I will never stop missing my sweet little bitch,
Just thinking of him makes my skin crawl and itch.
Like I am going through withdraws all shaky and sick,
My mouth craves his body it’s what I want to lick.
When you can’t have the one that you really want,
It makes you feel empty, much worse than you thought.
Time does not make it much better at all,
Your heart has been stolen, for him you did fall.
So unattainable and so far away,
Memories fill your mind of when you used to play.
How much he wanted you but seemed so vexed,
A dysfunctional relationship that was so complex.
The heat drew us back how we craved each other,
He quickly became my most favorite lover.
I have never before seen such a beautiful ass,
I will lust for it forever no matter what comes to pass.
I feel completely saturated with his essence,
He is just dripping off of me I don’t know how to stop this.
Maybe I don’t want to, it is the last I have of him,
Only memories of that perfect ass I wanted to rim.
Even though his body was as hot as fire,
I loved his personality and his secret desires.
I wanted him completely long before I even knew,
What he looked like or the things in common we have been through.
He released in me things I’d buried so deep,
Stuck around for so long though people called him a creep.
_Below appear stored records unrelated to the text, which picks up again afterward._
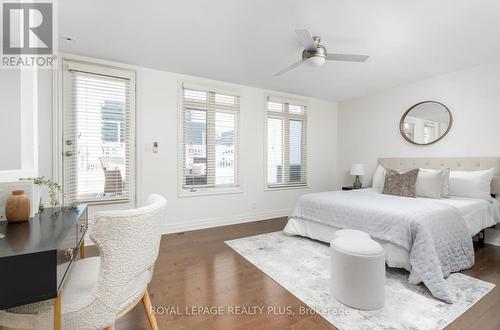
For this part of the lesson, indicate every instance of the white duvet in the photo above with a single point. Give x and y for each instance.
(434, 233)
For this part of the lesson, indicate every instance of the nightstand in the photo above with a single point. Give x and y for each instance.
(352, 188)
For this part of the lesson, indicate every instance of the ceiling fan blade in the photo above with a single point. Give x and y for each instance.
(288, 68)
(346, 57)
(306, 40)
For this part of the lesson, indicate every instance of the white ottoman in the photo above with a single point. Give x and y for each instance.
(358, 272)
(354, 233)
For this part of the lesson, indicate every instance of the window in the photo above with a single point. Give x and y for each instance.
(98, 133)
(209, 139)
(409, 129)
(286, 143)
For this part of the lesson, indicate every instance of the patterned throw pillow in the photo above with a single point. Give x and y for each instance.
(401, 184)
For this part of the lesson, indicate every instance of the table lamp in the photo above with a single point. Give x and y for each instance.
(357, 170)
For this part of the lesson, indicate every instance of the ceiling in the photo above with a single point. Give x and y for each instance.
(246, 42)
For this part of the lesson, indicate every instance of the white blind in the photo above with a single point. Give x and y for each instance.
(98, 133)
(286, 143)
(209, 138)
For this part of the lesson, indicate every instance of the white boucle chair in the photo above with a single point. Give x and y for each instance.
(358, 272)
(101, 289)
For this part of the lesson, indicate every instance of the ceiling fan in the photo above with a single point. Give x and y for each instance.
(315, 54)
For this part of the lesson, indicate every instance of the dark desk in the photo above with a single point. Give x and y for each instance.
(36, 256)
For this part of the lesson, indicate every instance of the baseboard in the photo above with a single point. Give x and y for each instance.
(492, 236)
(176, 227)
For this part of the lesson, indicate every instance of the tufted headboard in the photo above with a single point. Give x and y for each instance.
(461, 164)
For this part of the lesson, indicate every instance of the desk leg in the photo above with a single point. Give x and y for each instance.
(57, 312)
(82, 249)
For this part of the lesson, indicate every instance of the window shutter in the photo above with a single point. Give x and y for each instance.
(286, 143)
(210, 138)
(98, 133)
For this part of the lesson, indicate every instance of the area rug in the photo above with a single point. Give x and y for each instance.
(302, 266)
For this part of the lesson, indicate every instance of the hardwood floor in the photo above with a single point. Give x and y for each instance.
(196, 269)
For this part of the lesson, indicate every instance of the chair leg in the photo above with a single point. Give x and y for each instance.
(149, 310)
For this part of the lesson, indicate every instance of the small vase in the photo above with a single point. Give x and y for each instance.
(17, 207)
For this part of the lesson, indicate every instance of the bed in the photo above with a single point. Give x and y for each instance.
(446, 233)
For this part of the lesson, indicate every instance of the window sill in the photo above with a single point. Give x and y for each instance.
(105, 201)
(278, 188)
(185, 193)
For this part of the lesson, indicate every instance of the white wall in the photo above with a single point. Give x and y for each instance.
(369, 125)
(157, 111)
(10, 119)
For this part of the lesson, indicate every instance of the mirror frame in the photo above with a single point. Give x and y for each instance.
(402, 120)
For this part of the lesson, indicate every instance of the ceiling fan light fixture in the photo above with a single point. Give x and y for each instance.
(315, 61)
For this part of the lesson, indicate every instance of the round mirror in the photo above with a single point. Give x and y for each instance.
(426, 123)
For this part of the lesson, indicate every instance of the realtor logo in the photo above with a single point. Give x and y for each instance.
(27, 34)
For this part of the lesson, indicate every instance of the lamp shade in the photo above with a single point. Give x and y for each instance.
(357, 169)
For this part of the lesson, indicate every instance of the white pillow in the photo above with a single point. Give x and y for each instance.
(429, 183)
(445, 192)
(379, 178)
(475, 184)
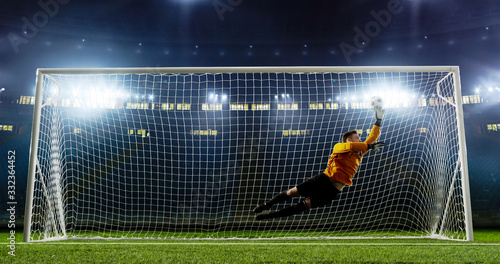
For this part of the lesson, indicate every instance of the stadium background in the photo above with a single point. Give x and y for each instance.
(173, 33)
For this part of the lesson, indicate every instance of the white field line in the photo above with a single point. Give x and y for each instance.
(458, 244)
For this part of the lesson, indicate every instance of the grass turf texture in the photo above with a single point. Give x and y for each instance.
(485, 249)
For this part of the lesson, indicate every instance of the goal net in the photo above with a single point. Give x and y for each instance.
(187, 153)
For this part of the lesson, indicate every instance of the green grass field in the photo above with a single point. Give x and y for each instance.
(485, 249)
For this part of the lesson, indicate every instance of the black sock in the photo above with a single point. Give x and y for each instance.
(287, 211)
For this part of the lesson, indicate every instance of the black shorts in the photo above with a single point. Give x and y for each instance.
(319, 189)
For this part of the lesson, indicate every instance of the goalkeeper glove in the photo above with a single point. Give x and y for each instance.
(376, 146)
(379, 114)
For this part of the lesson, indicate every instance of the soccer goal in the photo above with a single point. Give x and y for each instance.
(187, 153)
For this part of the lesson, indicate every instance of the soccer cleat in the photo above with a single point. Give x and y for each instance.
(261, 208)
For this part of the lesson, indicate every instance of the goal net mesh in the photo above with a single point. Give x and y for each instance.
(189, 155)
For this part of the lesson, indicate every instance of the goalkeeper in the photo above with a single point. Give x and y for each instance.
(324, 187)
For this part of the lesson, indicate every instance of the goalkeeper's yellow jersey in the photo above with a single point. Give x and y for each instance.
(346, 157)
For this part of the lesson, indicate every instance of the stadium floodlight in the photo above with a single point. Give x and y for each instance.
(176, 170)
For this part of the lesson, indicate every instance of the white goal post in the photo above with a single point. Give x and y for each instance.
(187, 153)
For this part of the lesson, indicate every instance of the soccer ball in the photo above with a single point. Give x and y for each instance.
(377, 101)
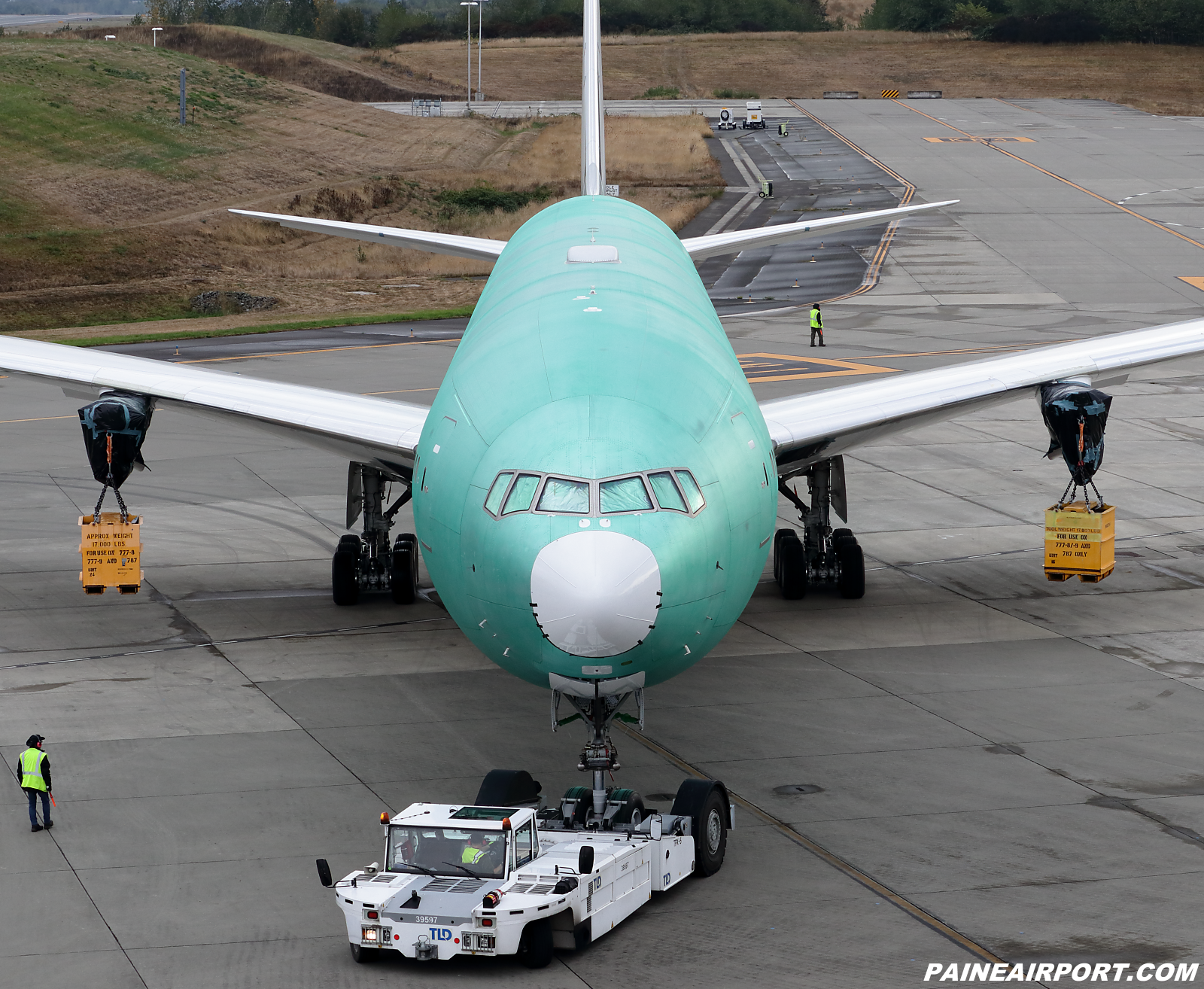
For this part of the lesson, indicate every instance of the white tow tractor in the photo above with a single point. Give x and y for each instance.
(512, 877)
(752, 117)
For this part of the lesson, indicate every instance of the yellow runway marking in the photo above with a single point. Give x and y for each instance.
(1059, 178)
(798, 367)
(974, 140)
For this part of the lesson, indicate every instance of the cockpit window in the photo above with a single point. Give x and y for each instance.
(667, 495)
(564, 495)
(628, 494)
(494, 501)
(692, 491)
(638, 493)
(521, 493)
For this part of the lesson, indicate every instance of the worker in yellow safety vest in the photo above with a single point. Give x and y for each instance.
(475, 850)
(34, 770)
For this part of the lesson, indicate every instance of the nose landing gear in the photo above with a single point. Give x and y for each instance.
(366, 563)
(822, 557)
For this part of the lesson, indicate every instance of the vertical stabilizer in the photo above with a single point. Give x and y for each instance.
(593, 132)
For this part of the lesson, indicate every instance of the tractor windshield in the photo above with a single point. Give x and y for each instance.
(447, 851)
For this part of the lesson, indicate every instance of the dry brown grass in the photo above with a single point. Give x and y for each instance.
(1156, 78)
(252, 53)
(118, 239)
No one could understand why he was so special to me,
They never saw just how sweet when he wanted to he could be.
When we were in sync everything just naturally flowed,
Everything about him is what I wanted to know.
I really know so little but I think I touched his heart,
Made him examine his life and choose his part.
By doing so I pushed him right away from me,
Into the arms of his true love, where he should be.
I just wish somehow we could have remained friends,
But I understand our lust might have come to no end.
He said he was submissive but I think he was really a switch,
He could be anything I wanted from a macho stud to a sexy little bitch.
We just went together like ice cream and pie,
I wanted his lips between my creamy thighs.
But most of all I wanted to fuck his gorgeous ass hard,
I’ve never wanted anything so much by far.
Now always missing him is all I can do,
Forever I will wish that we were not through.